Me acerqué y le ofrecí mi mejor saludo, que él devolvió con más elegancia, luego se quitó el sombrero —un antiguo tricornio— y se lo puso bajo el brazo. Pelo muy corto y bigote moreno. Una cara ancha y atractiva. Ojos azules brillantes que podrían ser del agua salada y la luz del sol. Los ojos se entornaron con astucia, inspeccionándome de pies a cabeza.
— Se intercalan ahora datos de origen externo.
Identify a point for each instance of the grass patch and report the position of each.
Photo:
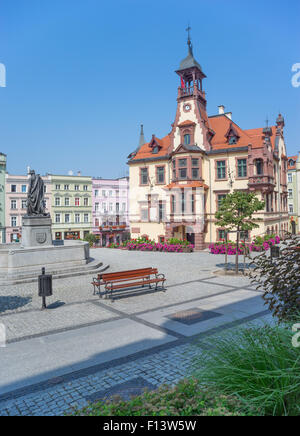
(187, 398)
(259, 366)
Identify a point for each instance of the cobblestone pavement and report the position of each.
(191, 283)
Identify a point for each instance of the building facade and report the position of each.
(293, 196)
(110, 210)
(71, 209)
(16, 203)
(177, 182)
(2, 198)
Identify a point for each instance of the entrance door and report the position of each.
(190, 237)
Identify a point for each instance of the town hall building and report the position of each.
(178, 182)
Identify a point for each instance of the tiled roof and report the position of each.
(256, 136)
(186, 123)
(294, 158)
(220, 125)
(146, 151)
(195, 184)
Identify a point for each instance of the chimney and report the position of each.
(221, 109)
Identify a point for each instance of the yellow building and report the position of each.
(177, 182)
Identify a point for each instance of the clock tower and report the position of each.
(191, 126)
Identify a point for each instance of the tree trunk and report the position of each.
(237, 251)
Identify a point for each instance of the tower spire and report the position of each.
(189, 42)
(142, 138)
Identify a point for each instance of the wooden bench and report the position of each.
(128, 279)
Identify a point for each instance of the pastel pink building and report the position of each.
(110, 210)
(16, 203)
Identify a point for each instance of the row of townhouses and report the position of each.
(177, 182)
(78, 205)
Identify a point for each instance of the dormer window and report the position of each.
(187, 139)
(232, 140)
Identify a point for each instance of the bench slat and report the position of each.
(133, 284)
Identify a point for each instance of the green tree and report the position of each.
(90, 238)
(235, 214)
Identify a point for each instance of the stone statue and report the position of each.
(35, 197)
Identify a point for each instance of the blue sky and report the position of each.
(83, 74)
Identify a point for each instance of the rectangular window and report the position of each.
(144, 214)
(144, 176)
(221, 169)
(161, 211)
(182, 163)
(244, 235)
(182, 173)
(160, 175)
(242, 167)
(195, 173)
(173, 204)
(221, 234)
(220, 198)
(182, 202)
(193, 203)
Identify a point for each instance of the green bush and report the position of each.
(187, 398)
(259, 366)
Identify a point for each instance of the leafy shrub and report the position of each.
(259, 366)
(280, 279)
(187, 398)
(91, 239)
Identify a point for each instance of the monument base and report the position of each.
(36, 231)
(19, 264)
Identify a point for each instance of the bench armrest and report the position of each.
(160, 275)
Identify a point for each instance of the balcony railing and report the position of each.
(261, 180)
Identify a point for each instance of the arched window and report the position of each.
(259, 167)
(187, 139)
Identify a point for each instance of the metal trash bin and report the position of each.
(45, 287)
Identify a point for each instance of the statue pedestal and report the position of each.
(36, 231)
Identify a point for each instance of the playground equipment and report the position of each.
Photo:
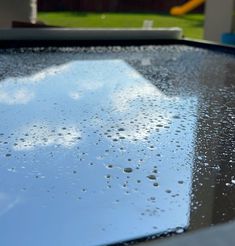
(185, 8)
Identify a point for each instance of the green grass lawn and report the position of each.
(192, 24)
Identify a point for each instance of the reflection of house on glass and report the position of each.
(150, 182)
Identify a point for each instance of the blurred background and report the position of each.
(199, 19)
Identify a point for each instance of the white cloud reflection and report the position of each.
(19, 96)
(39, 135)
(53, 70)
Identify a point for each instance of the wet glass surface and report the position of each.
(102, 145)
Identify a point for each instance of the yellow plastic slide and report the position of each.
(185, 8)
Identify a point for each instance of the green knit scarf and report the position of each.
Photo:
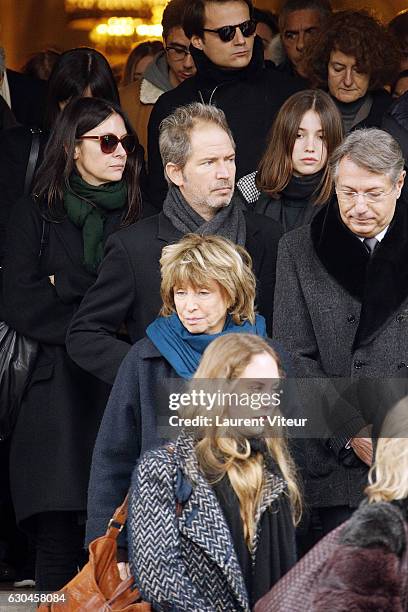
(87, 207)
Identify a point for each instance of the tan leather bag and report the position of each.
(98, 586)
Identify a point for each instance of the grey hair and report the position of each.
(290, 6)
(175, 130)
(372, 149)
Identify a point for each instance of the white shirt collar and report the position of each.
(379, 236)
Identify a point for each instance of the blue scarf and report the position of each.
(184, 350)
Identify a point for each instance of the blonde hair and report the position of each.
(195, 260)
(388, 476)
(225, 451)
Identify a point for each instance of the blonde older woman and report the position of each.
(208, 290)
(212, 515)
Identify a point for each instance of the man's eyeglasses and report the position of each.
(370, 196)
(177, 53)
(109, 142)
(227, 33)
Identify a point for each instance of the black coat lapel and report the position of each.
(379, 283)
(386, 285)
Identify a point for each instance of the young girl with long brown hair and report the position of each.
(293, 179)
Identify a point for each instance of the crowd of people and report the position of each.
(232, 214)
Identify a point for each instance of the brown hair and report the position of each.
(360, 35)
(221, 453)
(197, 259)
(173, 16)
(276, 167)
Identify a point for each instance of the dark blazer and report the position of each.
(250, 99)
(127, 290)
(127, 430)
(52, 444)
(342, 315)
(28, 97)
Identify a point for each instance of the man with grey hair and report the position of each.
(299, 22)
(341, 309)
(198, 155)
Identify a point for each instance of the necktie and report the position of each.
(370, 244)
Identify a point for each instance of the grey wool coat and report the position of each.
(180, 548)
(343, 315)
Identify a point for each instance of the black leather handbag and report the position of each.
(17, 358)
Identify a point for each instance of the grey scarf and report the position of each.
(229, 222)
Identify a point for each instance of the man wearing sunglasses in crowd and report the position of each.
(169, 68)
(231, 75)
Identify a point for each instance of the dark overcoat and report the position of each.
(342, 315)
(52, 444)
(128, 289)
(128, 428)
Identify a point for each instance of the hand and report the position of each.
(124, 570)
(363, 447)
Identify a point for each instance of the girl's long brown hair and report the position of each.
(276, 168)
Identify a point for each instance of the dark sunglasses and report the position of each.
(109, 142)
(227, 33)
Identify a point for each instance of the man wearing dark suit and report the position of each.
(341, 310)
(198, 154)
(230, 75)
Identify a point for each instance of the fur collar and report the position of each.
(380, 284)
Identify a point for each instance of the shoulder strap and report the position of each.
(32, 159)
(118, 520)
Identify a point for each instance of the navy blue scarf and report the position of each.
(184, 350)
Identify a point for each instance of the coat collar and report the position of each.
(379, 283)
(203, 522)
(168, 233)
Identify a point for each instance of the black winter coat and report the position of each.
(60, 414)
(127, 290)
(28, 96)
(15, 145)
(250, 99)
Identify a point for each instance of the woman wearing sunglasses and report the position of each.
(87, 187)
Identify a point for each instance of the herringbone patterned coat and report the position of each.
(187, 562)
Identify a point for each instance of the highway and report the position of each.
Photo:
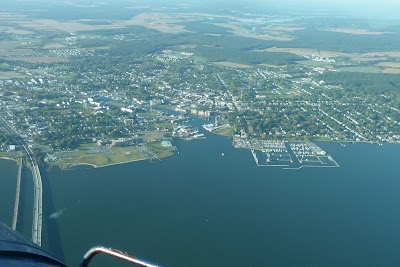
(37, 181)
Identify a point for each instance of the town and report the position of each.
(76, 97)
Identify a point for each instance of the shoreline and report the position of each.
(104, 166)
(7, 158)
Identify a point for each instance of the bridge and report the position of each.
(37, 182)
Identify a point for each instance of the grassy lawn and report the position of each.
(226, 131)
(160, 151)
(112, 156)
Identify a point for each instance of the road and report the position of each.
(37, 181)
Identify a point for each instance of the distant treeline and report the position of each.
(204, 27)
(245, 57)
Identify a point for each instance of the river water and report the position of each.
(200, 208)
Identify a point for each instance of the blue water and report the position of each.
(200, 208)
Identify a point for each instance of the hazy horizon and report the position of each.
(385, 9)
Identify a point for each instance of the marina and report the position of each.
(287, 154)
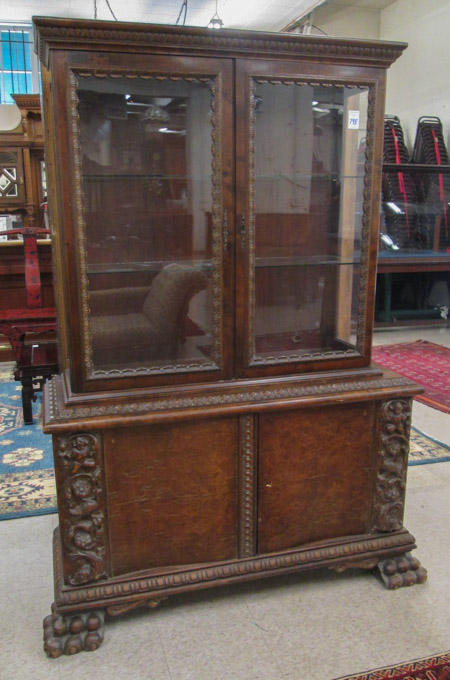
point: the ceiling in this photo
(269, 15)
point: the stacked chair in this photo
(433, 188)
(402, 220)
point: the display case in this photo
(214, 198)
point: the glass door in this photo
(304, 219)
(151, 146)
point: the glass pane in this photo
(147, 178)
(309, 158)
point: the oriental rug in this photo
(424, 362)
(435, 667)
(27, 485)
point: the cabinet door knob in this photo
(242, 229)
(225, 228)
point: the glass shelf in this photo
(154, 266)
(143, 176)
(304, 261)
(330, 177)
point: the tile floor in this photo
(314, 626)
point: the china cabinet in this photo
(214, 199)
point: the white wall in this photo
(10, 117)
(345, 22)
(419, 82)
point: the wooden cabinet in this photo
(215, 201)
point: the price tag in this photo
(353, 120)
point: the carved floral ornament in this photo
(83, 518)
(393, 460)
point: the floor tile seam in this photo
(267, 646)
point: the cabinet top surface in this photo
(53, 33)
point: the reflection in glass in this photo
(146, 161)
(309, 163)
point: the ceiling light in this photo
(215, 21)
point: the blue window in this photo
(18, 64)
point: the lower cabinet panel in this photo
(172, 493)
(314, 474)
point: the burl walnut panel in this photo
(172, 493)
(314, 475)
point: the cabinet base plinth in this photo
(398, 572)
(70, 634)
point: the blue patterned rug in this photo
(27, 484)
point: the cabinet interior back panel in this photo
(172, 493)
(314, 475)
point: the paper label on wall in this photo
(353, 120)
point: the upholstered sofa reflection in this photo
(134, 325)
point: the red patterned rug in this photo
(431, 668)
(424, 362)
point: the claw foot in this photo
(397, 572)
(72, 633)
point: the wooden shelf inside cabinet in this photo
(215, 199)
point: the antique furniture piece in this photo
(22, 194)
(31, 329)
(37, 362)
(22, 180)
(256, 438)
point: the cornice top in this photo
(52, 33)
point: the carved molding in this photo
(138, 587)
(247, 484)
(57, 412)
(252, 358)
(120, 609)
(215, 84)
(393, 449)
(52, 32)
(82, 514)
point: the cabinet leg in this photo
(27, 399)
(73, 633)
(405, 570)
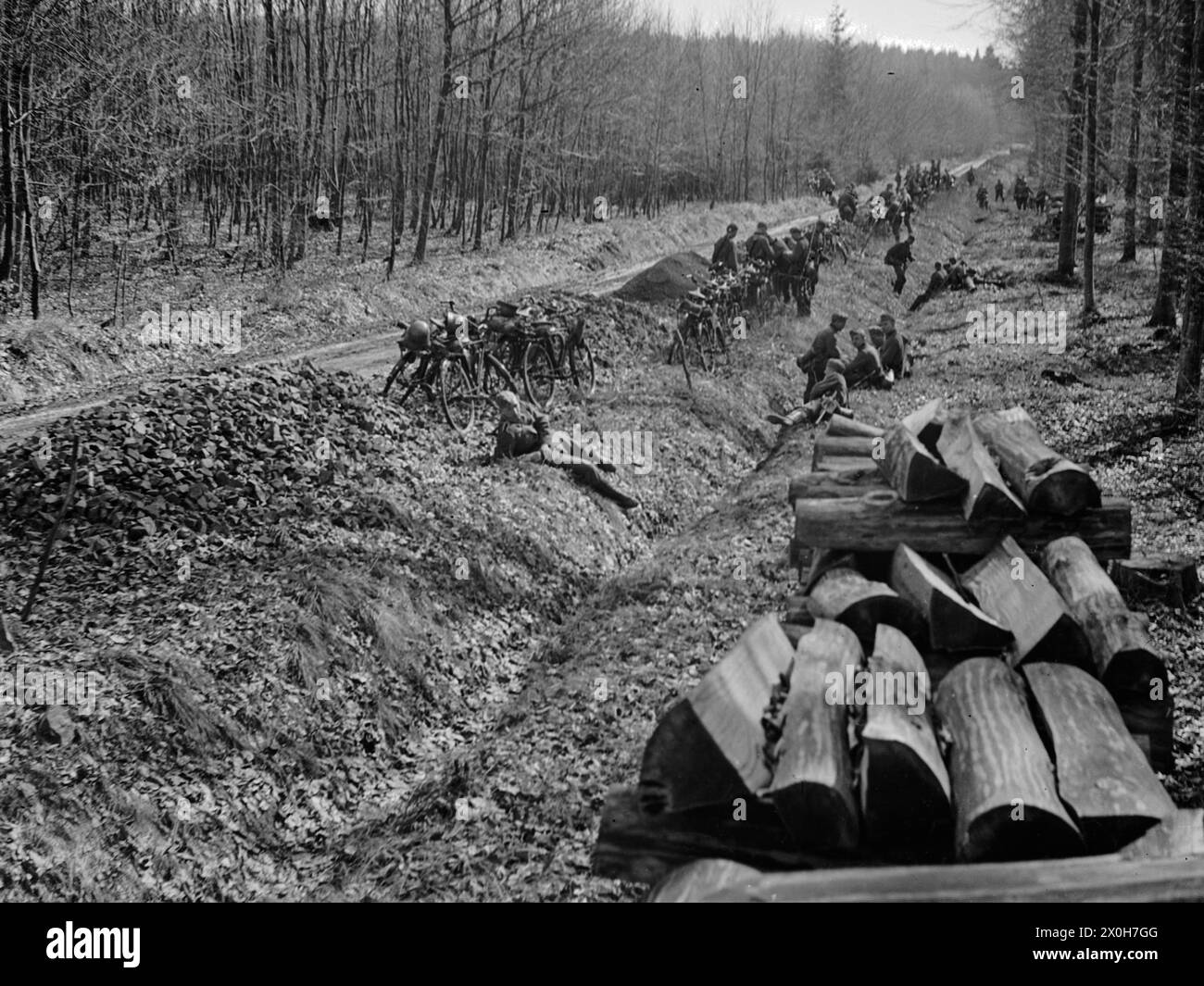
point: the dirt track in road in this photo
(372, 356)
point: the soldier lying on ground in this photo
(829, 395)
(937, 281)
(524, 432)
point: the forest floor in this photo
(416, 677)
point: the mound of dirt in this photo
(665, 281)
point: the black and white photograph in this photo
(602, 452)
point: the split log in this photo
(636, 845)
(926, 423)
(825, 561)
(827, 461)
(1126, 657)
(1102, 774)
(1012, 590)
(849, 597)
(796, 629)
(835, 485)
(1172, 580)
(1007, 805)
(839, 426)
(1055, 881)
(811, 784)
(853, 445)
(709, 748)
(877, 524)
(987, 496)
(952, 622)
(915, 474)
(1044, 480)
(904, 786)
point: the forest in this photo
(139, 129)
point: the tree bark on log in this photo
(1126, 657)
(875, 524)
(954, 624)
(1102, 774)
(915, 474)
(1004, 793)
(847, 596)
(811, 784)
(826, 485)
(843, 465)
(707, 750)
(1046, 481)
(1012, 590)
(987, 496)
(903, 784)
(1172, 580)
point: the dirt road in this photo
(373, 356)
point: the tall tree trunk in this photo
(1135, 145)
(1187, 380)
(1175, 235)
(1088, 245)
(1070, 231)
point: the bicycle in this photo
(541, 352)
(458, 372)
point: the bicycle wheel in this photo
(456, 395)
(540, 373)
(581, 364)
(701, 344)
(678, 353)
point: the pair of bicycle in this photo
(466, 363)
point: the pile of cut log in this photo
(959, 681)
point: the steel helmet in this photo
(418, 335)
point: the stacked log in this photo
(818, 742)
(1012, 590)
(1126, 657)
(1046, 481)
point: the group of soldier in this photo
(790, 264)
(877, 361)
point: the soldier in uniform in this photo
(897, 257)
(723, 256)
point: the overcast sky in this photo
(961, 24)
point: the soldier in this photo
(830, 393)
(524, 432)
(723, 256)
(894, 351)
(897, 257)
(866, 368)
(758, 245)
(823, 348)
(937, 281)
(847, 205)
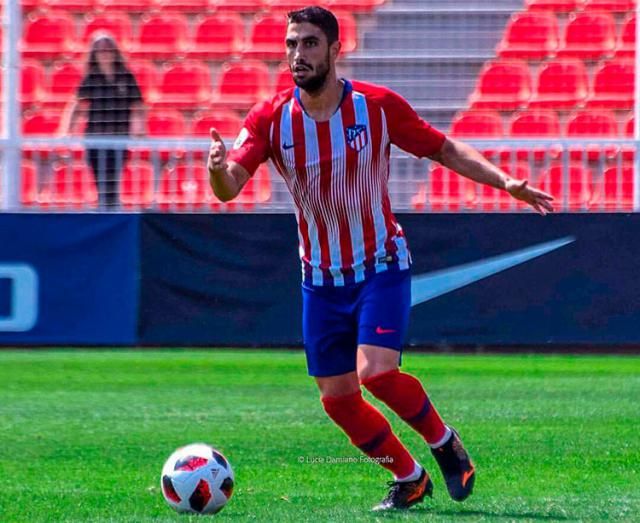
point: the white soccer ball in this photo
(197, 478)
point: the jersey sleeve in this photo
(252, 146)
(407, 130)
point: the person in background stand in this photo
(109, 99)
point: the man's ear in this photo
(335, 49)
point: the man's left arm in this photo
(469, 162)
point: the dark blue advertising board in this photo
(68, 279)
(478, 279)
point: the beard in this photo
(314, 83)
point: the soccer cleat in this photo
(456, 466)
(405, 494)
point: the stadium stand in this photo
(562, 84)
(531, 71)
(218, 36)
(532, 36)
(589, 36)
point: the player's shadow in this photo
(507, 514)
(510, 515)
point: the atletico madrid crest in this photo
(357, 137)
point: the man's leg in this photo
(378, 371)
(369, 431)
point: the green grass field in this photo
(84, 434)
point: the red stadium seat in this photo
(162, 37)
(49, 36)
(268, 34)
(593, 124)
(284, 6)
(356, 5)
(589, 36)
(65, 79)
(249, 6)
(284, 80)
(613, 85)
(577, 194)
(614, 191)
(627, 42)
(41, 124)
(188, 6)
(266, 39)
(478, 124)
(620, 6)
(186, 85)
(32, 86)
(560, 6)
(184, 187)
(503, 86)
(148, 79)
(80, 6)
(133, 6)
(218, 36)
(445, 190)
(28, 183)
(532, 36)
(256, 191)
(71, 186)
(136, 186)
(226, 122)
(116, 24)
(540, 123)
(562, 84)
(165, 123)
(490, 199)
(242, 84)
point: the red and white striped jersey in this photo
(338, 172)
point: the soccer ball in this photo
(197, 479)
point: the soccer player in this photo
(329, 138)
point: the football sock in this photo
(370, 431)
(415, 475)
(405, 395)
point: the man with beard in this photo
(330, 139)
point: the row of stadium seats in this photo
(545, 124)
(160, 123)
(184, 84)
(587, 35)
(577, 186)
(196, 6)
(186, 187)
(562, 83)
(179, 187)
(565, 6)
(49, 36)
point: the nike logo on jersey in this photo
(430, 285)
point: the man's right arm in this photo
(226, 178)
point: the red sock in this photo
(370, 431)
(405, 395)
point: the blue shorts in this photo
(335, 320)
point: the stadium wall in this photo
(171, 279)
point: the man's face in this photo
(309, 55)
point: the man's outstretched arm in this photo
(468, 162)
(226, 179)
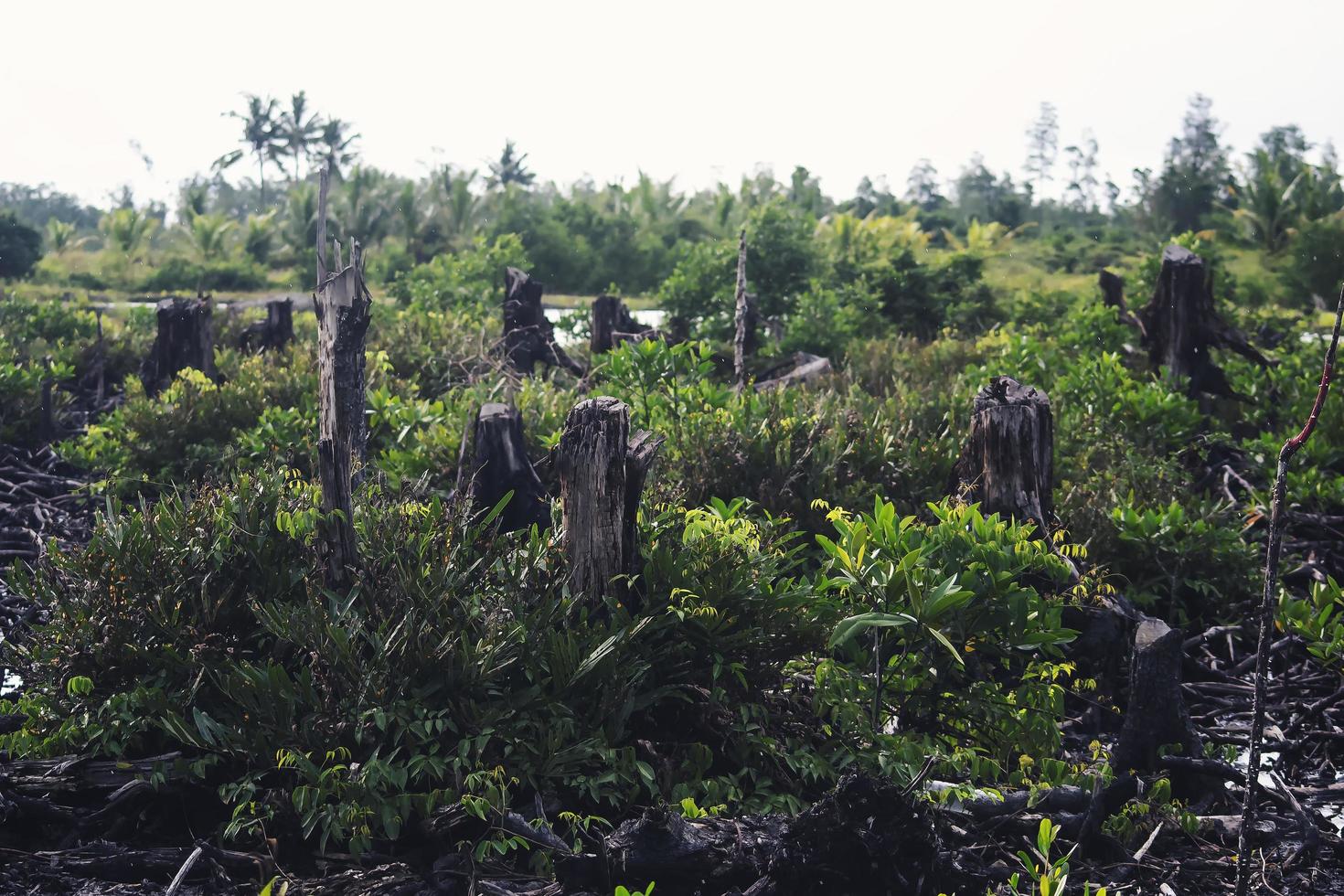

Fuera cual fuese lo que pensó de mi valía como marino pareció satisfecho, porque al momento me tendió una mano con solemnidad.
—Señor Hawkins —dijo con una voz cálida.
—Capitán Beamish —respondí, intentando sonar todo lo maduro que pude.
—No conocí a su padre —dijo, y el comentario fue más franco y directo de lo que yo habría esperado, así que no supe muy bien qué responder. Al ver mi confusión, él insistió—: No le conocí, pero le respeto. En silencio.
—Gracias, señor —dije tras recuperarme—. Y es mi deseo viajar siendo yo mismo y no por mi relación de parentesco con nadie.
Al decirlo, me pregunté si estaría ofendiendo a Natty, ya que la tripulación sabía que era descendiente del señor Silver, aunque no su hija. Pero ella parecía pensar que nuestros casos eran distintos y me sonrió. Y también me sonrió el capitán.
—Muy bien —dijo—. Me alegro de que todos estemos de acuerdo. Le diremos a la tripulación que usted está a bordo como amigo y acompañante del señor Nat. ¿Le parecen bien esos calificativos?
—Perfectamente, señor —respondí, pero no me atreví a volverme para ver qué le parecía a la propia Natty. El que no dijera nada me bastaba.
—Muy bien —repitió el capitán; entonces hizo una pausa y bajó la voz hasta que apenas fue un susurro—: Pero he de preguntarle ya, muchacho: ¿nos ha traído lo que necesitamos?